Redistricting and a new 311 alert program were among the hot topics that were discussed at the Woodhaven Residents Block Association (WRBA) meeting March 17.
State Assemblyman Mike Miller discussed the recently approved second draft of the controversial redistricting proposal, passed by both the State Assembly and State Senate and signed by Gov. Cuomo last week.
The approved district boundaries were part of a deal that also contained an agreement to enact a constitutional amendment that would modify the redistricting process after the 2020 census.
However, those lines are still pending approval from the Justice Department; a federal panel of judges imposed a court-drawn revision of the state’s Congressional lines Monday.
Miller, who voted in favor of the second draft of the proposal, said that his decision was based on thinking about the best interest of his district.
The legislature’s approved plan, he explained, would avoid Woodhaven’s lines being merged into Cypress Hills, and Ridgewood from being merged into Bushwick.
“[The plan] protects the people that I represent better than this idea of [the lines] being flawed and a commission being set up [to redraw the lines],” Miller said.
While adding that he felt the state Senate lines were ‘not the best’ and looked ‘gerrymandered to the max,’ the current proposal, Miller said, was still a preferred alternative to having the lines redrawn by a court-appointed Special Master–in this case, magistrate Judge Roanne Mann.
Still, WRBA board members such as Maria Thomson were left unsatisfied with the entire process; Thomson called the plan “awful” and was concerned about the plan weakening Woodhaven’s representation in Albany.
“It splits us all apart,” she said.
In other news, when’s there’s something loud in the neighborhood, who’re you gonna call? Woodhaven Noise Busters, of course.
In order to combat noise complaints around the community, the WRBA is launching a new program called the Woodhaven Noise Busters to blow the whistle on noise producers around their community.
Last year, WRBA submitted testimony to the city advocating changes to the city’s current noise regulations. However, Ed Wendell, president of the WRBA, doesn’t hold out much hope that changes to those laws will occur anytime soon.
“Year to year, one of the problems that we are absolutely sick to death of is noise in our community in the summertime,” he said at the meeting.
WRBA members have spoken to officers at the 102nd Precinct regarding the problem, and were told that officers often visit noise offenders afterwards to warn them to keep the noise down. However, Wendell noted, loud noise is not only a problem that affects Woodhaven, but many other neighborhoods in and around Queens.

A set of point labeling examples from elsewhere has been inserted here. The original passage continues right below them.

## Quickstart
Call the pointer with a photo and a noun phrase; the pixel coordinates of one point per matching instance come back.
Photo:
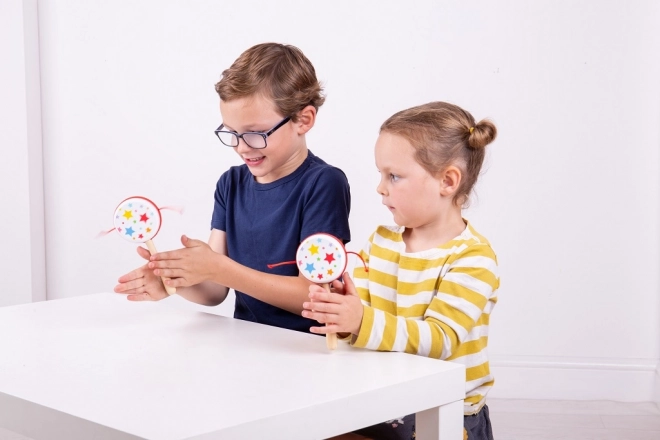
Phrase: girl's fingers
(330, 328)
(323, 318)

Thomson, also president of the 102nd Precinct Community Council, added that in a recent meeting with South Queens police precinct council presidents, noise complaints were the most frequent complaint that came before them.
This led to the creation of the Noise Busters program, which will be run by volunteers around Woodhaven. Volunteers who sign up will be connected to a network of cell phones, with the goal being to have dozens of residents call 311 simultaneously and report noise offenders.

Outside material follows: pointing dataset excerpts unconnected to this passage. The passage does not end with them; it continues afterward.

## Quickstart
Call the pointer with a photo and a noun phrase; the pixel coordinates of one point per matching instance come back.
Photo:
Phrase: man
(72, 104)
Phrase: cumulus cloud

The way the program would work is simple: when a volunteer hears of someone creating noise, they send a special text message out that would go to the other ‘Noise Busters,’ at which point they can all call 311 at once with the address and location of the incident.
By doing this, Wendell explains, it is hoped that the city will be able to pin down where the loudest areas of noise are in order to take action.

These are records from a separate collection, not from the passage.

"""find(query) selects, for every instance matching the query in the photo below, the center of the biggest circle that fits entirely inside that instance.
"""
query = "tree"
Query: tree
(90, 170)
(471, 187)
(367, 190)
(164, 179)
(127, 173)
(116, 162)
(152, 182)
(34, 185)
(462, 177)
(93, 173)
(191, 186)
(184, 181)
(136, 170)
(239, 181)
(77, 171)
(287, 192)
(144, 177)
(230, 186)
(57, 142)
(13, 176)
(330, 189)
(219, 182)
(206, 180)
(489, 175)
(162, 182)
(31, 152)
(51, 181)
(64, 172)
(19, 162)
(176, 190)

“That address is going to be reported 20, 25 times,” he said, “so when the report is given to the 102…they’re going to look at this and go ‘What the heck happened here?’”
Noting that 311 would likely get annoyed at a large number of complaints into their system, Wendell expressed hope that the more complaints were submitted, the more likely the city would step in to curb loud noise around their community.
“We’re tired of hearing about noise issues, we’re tired of hearing the complaints and we’re tired of nothing being done about it,” Wendell said. “So, if nothing is being done and the problem is going to continue, then we are going to take it into our own hands and we’re going to try to do something that will spur some action along.”
Thomson added that 311 has often been lax in responding to noise complaints, often taking as long as eight hours to respond to such grievances.